The year is 2800. Ruben feels that he has finally achieved the patience necessary to do something well. He takes a break to visit the grave of Nino. Nino feels to him now like a childhood friend who died while they were still very young. 

He thinks about what to do next. In the future, it has been proven that there are no fast general solutions to computationally difficult problems (P =/= NP). Therefore, there are still plenty of unsolved puzzles. Ruben chooses a colorful tile problem and attacks it with the patience of immortality. The challenge is to place 256 tiles in a way that obeys certain rules. He moves into a monastery in a remote area. He spends his years on a cool floor, the tiles spreading out about him. He discovers plenty of methods and observations. He does not know whether a computer or another person has already thought of the same things, and it does not concern him. After 1000 years, he has laid 255 tiles in a legitimate pattern. But he cannot place the 256th tile in a way that obeys the rules. He stands up and walks out without finishing. He writes a computer program that uses his methods, that is able to solve the problem in an afternoon. 
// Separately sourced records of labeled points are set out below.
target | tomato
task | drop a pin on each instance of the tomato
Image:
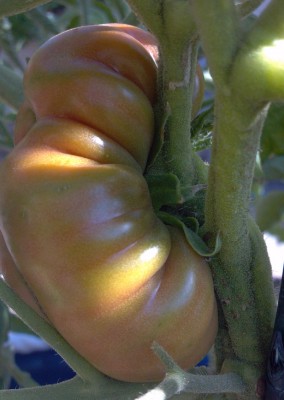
(80, 233)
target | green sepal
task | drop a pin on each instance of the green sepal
(166, 189)
(12, 7)
(192, 237)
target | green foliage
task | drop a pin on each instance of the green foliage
(19, 30)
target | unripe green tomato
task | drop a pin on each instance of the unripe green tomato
(82, 242)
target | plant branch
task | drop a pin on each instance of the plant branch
(172, 24)
(85, 370)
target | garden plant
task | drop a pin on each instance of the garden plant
(124, 247)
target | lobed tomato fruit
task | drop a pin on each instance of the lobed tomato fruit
(81, 242)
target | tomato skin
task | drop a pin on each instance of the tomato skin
(77, 217)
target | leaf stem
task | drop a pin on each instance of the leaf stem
(40, 326)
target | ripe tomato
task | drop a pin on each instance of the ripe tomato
(83, 244)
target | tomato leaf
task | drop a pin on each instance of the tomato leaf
(192, 237)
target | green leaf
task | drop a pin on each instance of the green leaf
(272, 141)
(201, 130)
(164, 189)
(192, 238)
(12, 7)
(270, 211)
(11, 87)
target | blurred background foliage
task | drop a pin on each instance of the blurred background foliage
(21, 33)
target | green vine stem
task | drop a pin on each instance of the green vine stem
(242, 268)
(13, 7)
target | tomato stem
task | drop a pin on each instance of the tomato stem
(176, 81)
(41, 327)
(242, 266)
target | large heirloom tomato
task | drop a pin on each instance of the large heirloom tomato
(81, 242)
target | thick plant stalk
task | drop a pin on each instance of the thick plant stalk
(242, 272)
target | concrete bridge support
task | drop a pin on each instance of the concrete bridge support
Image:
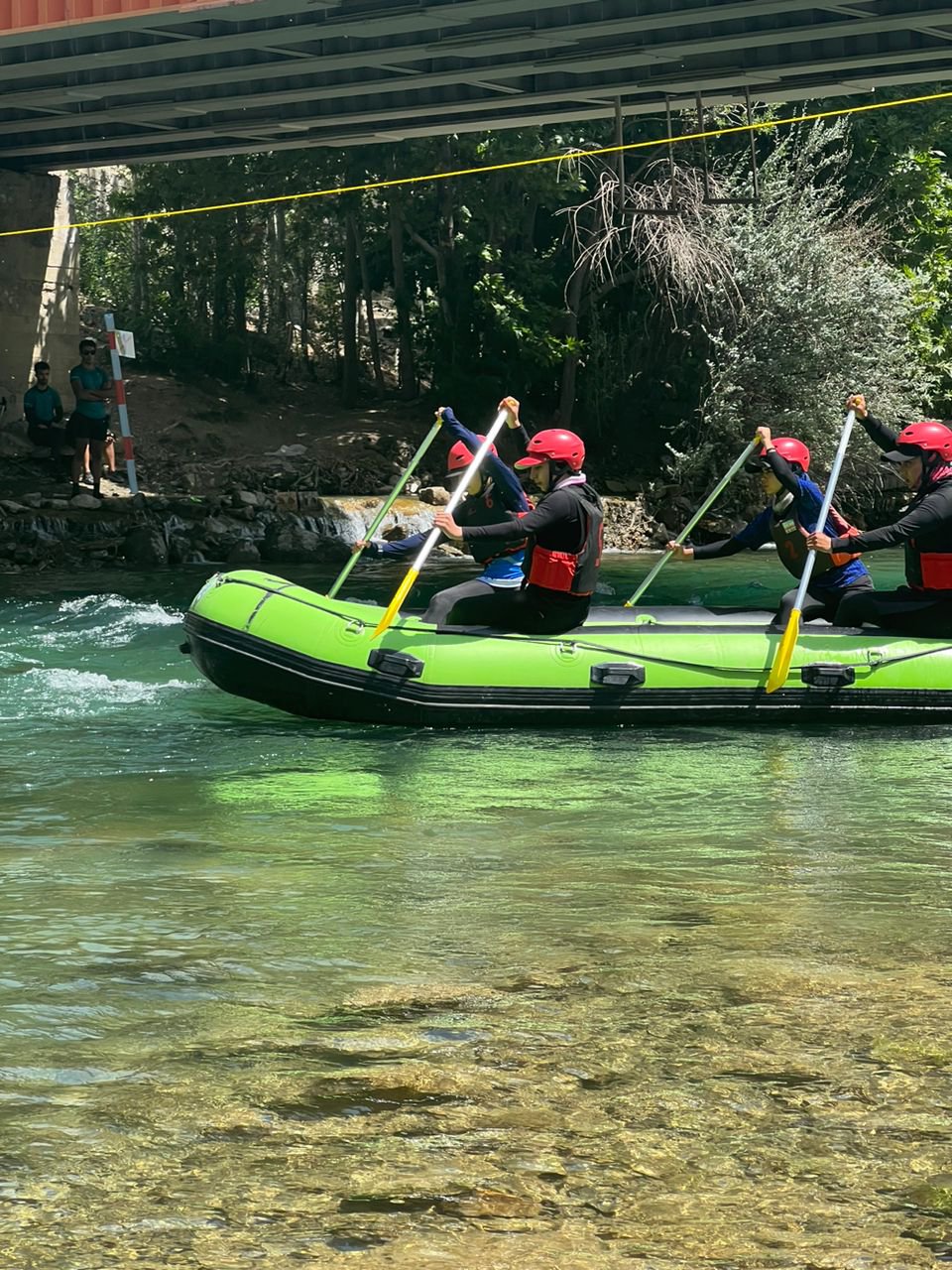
(39, 299)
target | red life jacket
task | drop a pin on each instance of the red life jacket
(789, 536)
(571, 572)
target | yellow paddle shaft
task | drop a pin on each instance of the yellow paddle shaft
(394, 606)
(784, 653)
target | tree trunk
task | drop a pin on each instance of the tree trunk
(306, 267)
(220, 282)
(408, 386)
(368, 305)
(574, 298)
(350, 376)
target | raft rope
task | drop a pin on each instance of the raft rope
(588, 645)
(756, 126)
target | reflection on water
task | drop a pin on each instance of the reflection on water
(307, 994)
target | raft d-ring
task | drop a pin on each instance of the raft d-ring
(353, 630)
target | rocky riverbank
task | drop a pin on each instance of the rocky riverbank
(236, 527)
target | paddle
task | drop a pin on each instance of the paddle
(784, 649)
(385, 507)
(705, 507)
(434, 535)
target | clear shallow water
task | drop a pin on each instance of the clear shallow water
(286, 993)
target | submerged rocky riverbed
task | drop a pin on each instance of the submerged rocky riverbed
(294, 994)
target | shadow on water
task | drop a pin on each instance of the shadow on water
(316, 993)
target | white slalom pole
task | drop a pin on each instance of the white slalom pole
(109, 318)
(434, 535)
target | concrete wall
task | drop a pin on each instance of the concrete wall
(39, 300)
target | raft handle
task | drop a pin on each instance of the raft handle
(828, 675)
(400, 666)
(617, 675)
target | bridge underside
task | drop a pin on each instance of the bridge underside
(185, 82)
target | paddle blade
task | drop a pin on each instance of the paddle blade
(784, 654)
(394, 606)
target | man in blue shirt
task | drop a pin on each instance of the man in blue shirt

The year is 3800. Every 10 years or so, Ruben has to get a genetic therapy in order to be physically rejuvenated. It is getting harder and harder to get a genetic therapy that restores the body to that of a human, as they originally evolved. Most rejuvenation therapy includes some update to the body's physiology that makes maintenance cheaper. Most people just get entirely new bodies. The new body also comes with an intelligence upgrade. Ruben has not been in a hurry with this, since he reckons that immortality is a long time. However, after his work with the tiles, Ruben decides to take the next step of his life and get the upgrade. He is one of the last people to do so. 

With the intelligence upgrade, Ruben's life changes dramatically. He will later look back on the upgrade as just the beginning.